Gold and Silver Stabilize After G-7 Gabfest
Coming into tonight’s State of the Union address both Gold and Silver were in serious danger of washing out to recent spike lows. Bulls, however, came in to support gold at $1640, well ahead of the $1626 spike low from January which is the current downside magnet. There is little to do at this point other than wait. The take down and failed breakout at $1696 month has the speculative portion of the market piling on any help engendered by the Fed and the ESF to keep the price of gold from responding to the obvious inflationary pressures building all around us.

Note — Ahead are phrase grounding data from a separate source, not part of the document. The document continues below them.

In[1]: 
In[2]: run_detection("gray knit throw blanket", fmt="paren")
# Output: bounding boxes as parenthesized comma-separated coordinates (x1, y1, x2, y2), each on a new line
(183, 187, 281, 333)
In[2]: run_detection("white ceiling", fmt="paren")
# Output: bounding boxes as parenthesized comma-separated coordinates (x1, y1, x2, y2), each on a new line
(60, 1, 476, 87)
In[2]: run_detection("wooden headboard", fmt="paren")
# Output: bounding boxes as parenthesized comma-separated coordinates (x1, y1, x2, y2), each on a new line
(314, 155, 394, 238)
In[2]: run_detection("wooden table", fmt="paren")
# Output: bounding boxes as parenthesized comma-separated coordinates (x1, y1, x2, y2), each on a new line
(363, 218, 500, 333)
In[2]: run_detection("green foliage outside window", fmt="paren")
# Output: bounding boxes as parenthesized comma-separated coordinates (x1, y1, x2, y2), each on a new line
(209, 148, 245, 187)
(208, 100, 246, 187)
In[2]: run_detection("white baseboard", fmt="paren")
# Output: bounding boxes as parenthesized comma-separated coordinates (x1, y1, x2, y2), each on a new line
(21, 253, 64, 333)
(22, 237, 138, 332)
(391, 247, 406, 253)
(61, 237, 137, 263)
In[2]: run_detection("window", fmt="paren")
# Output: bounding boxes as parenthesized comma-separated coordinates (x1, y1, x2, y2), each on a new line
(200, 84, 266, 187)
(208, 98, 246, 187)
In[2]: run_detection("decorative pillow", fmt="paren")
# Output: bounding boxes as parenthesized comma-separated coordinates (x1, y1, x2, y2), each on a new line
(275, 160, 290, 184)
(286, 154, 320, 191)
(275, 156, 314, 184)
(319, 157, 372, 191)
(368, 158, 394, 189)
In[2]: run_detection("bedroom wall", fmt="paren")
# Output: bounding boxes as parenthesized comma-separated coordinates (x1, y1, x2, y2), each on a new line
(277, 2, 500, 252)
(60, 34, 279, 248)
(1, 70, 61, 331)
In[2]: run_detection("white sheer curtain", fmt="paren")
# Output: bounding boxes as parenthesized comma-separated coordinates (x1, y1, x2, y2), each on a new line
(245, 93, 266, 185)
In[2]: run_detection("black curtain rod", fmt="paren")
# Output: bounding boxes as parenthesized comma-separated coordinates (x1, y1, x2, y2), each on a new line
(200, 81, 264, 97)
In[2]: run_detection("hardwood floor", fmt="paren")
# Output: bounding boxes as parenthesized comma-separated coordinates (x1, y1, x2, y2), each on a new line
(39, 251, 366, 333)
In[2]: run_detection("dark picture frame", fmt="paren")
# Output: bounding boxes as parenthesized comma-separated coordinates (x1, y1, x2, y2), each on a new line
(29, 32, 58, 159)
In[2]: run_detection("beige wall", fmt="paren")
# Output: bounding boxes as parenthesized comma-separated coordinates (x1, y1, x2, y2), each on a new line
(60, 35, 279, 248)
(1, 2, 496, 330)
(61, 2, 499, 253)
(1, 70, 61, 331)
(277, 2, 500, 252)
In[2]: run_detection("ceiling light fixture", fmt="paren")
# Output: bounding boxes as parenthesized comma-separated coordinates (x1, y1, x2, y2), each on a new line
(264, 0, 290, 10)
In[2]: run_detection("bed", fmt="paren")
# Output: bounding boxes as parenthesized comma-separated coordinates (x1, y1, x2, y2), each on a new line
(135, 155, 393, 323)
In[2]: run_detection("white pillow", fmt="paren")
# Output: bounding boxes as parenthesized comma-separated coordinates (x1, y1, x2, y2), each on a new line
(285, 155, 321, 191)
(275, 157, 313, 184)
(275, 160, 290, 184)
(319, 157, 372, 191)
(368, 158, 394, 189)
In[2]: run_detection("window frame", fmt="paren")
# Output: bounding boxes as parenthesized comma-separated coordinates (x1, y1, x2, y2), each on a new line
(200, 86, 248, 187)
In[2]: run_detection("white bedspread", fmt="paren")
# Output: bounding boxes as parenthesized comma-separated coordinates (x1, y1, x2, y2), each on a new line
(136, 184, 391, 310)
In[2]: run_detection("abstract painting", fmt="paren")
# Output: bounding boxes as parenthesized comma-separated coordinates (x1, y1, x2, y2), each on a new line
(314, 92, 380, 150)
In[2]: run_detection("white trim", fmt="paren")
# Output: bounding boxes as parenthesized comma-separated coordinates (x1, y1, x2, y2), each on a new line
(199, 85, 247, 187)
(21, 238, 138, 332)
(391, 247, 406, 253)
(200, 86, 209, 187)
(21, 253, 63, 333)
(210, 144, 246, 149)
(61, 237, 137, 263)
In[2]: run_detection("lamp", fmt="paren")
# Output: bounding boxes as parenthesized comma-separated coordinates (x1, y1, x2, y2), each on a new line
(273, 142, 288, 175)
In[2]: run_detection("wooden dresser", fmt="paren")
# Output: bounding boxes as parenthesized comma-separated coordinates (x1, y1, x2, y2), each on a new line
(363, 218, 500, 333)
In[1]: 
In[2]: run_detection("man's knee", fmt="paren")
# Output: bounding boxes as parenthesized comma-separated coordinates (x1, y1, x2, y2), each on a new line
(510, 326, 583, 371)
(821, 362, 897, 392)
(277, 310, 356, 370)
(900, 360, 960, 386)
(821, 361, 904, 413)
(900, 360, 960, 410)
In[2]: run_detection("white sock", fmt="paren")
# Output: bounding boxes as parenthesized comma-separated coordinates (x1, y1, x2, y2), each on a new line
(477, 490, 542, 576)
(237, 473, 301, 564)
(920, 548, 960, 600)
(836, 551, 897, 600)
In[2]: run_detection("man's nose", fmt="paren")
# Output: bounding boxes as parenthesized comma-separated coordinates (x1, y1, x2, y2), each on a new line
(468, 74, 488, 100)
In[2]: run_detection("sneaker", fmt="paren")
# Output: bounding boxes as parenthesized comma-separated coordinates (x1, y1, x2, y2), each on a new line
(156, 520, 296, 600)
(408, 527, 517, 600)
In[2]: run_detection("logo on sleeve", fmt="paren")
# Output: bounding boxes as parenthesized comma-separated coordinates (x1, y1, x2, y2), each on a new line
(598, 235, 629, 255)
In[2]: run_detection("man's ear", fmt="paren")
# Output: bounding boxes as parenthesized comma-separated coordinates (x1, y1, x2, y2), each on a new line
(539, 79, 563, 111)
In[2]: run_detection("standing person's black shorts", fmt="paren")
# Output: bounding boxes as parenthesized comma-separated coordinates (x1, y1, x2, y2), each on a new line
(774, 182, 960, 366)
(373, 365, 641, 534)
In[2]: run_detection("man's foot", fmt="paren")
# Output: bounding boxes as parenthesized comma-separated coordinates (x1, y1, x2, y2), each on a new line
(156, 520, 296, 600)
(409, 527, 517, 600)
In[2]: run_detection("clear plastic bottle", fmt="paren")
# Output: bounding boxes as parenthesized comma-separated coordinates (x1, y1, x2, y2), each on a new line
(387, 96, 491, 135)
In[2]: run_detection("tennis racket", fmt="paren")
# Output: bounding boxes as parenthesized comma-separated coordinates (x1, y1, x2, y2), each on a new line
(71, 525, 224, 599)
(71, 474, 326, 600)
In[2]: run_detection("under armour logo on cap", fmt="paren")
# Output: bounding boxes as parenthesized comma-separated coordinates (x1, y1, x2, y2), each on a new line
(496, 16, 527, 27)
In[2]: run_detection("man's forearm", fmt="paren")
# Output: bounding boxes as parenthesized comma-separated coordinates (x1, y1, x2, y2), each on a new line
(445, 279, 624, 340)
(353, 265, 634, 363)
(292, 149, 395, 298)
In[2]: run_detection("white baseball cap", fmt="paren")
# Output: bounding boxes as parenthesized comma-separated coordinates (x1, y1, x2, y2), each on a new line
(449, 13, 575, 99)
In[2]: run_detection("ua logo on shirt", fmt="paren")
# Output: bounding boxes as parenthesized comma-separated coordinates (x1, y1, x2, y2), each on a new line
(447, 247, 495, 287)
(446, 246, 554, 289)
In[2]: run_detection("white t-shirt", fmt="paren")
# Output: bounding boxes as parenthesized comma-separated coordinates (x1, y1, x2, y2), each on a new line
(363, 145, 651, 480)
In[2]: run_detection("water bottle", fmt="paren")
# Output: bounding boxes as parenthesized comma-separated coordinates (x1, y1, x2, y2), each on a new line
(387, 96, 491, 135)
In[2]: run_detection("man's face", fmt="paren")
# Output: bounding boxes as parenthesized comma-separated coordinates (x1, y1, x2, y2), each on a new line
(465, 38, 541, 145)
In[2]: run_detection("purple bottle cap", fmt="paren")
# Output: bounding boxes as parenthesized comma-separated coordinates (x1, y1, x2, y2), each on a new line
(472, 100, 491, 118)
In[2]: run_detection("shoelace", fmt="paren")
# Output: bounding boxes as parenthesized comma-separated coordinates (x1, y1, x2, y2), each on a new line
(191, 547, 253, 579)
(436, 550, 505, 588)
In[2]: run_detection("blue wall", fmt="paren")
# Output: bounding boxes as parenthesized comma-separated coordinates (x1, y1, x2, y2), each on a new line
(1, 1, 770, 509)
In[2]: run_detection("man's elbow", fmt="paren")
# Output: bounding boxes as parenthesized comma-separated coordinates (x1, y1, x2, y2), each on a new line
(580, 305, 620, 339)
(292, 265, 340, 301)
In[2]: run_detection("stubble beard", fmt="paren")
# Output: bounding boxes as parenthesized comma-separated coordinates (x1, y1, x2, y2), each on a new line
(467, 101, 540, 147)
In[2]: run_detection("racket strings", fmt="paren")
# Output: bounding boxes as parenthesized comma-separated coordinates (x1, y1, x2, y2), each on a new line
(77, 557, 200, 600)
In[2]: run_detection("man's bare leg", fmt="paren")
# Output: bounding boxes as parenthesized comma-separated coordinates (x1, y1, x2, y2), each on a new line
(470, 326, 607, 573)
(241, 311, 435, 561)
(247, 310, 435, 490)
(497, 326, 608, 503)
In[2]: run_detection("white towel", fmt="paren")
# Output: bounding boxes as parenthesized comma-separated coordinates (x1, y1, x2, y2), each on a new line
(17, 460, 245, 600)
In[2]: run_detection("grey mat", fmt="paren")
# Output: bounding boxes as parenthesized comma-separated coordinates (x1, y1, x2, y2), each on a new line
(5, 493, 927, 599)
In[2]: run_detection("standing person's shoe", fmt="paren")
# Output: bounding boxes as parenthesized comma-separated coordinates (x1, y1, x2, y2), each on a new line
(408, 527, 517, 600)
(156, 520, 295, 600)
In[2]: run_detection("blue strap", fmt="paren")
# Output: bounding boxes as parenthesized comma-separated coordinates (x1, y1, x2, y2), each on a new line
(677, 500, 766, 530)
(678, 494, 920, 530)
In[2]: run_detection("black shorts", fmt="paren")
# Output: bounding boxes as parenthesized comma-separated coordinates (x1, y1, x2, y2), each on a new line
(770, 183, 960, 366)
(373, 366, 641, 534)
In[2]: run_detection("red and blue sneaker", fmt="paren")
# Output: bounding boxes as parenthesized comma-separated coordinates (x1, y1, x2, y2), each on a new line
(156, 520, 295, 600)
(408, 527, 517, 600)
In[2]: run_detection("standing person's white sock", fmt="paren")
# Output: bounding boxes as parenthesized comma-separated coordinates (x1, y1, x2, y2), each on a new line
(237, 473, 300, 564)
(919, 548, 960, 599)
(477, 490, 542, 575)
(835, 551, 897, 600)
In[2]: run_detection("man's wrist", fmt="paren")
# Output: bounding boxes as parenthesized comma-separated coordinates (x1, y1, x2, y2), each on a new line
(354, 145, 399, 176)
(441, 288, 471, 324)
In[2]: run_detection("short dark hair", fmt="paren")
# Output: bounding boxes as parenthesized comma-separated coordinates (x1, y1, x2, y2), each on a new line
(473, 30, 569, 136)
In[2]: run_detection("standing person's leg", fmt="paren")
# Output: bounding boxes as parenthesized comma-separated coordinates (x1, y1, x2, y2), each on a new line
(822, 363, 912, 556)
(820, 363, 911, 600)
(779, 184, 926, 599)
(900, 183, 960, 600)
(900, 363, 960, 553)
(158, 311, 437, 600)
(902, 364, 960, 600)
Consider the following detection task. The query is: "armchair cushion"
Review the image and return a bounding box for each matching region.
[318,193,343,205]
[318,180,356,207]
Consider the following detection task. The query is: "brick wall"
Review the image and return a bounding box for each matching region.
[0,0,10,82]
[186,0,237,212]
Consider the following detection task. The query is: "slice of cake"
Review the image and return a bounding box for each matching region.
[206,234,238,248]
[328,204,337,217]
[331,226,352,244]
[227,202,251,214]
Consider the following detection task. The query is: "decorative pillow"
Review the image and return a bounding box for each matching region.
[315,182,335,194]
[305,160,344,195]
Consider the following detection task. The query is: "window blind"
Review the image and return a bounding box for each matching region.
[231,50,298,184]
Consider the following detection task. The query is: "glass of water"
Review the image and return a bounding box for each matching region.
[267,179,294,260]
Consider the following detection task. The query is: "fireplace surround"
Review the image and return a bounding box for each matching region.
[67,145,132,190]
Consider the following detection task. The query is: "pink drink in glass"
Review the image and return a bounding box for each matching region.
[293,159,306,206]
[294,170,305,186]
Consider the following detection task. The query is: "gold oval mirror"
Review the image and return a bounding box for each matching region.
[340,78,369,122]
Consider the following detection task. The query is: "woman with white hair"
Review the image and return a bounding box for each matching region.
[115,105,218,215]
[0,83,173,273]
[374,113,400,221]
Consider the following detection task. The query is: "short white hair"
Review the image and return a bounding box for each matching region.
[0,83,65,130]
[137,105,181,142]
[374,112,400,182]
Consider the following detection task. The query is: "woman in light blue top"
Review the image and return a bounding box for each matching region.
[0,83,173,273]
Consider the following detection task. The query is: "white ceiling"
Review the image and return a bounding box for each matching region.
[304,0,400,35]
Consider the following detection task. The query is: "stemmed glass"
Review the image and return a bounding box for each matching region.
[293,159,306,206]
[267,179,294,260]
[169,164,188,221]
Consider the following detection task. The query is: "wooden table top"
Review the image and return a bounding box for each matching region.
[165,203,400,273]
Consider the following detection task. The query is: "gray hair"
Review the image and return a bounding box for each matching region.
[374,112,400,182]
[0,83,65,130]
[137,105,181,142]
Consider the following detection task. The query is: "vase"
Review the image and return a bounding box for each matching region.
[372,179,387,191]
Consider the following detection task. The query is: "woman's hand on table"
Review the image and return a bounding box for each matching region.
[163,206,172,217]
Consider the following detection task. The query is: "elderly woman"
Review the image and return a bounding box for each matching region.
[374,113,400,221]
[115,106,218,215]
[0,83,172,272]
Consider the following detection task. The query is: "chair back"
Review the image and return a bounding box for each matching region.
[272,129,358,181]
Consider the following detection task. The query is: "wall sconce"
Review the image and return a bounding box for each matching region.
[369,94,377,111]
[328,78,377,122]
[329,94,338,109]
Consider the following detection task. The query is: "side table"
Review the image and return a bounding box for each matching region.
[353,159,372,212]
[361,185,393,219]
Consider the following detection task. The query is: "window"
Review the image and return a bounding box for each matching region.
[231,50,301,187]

Silver, according the to structure of the open interest on the COMEX, may be the real culprit here as a desperate (and trapped) JPMorgan continues to try and shake out a large contingent of silver longs who could very well stand for delivery in March. So, it’s very important at this point to make it as painful for them as possible to do so. But, the frequency with which the raids are being conducted –with what amounts to near infinite volume — has the bulls simply crying ‘Uncle!” and bailing on the market. Open interest in Silver is high enough to scare the exchange. Dropping the price near $30 only brought out more longs, the same way that $1640 did for gold. Most importantly, it did so without liquidation the day before.
The G-7 trying to talk down the idea of a global currency war was as laughable as it was transparent. The backpedaling began right after the damage had been done to the metals. They even trotted out George Soros to warn about a Euro breakup again. A two-day correction in the Euro and it’s end the of the world. The noose grows ever tighter.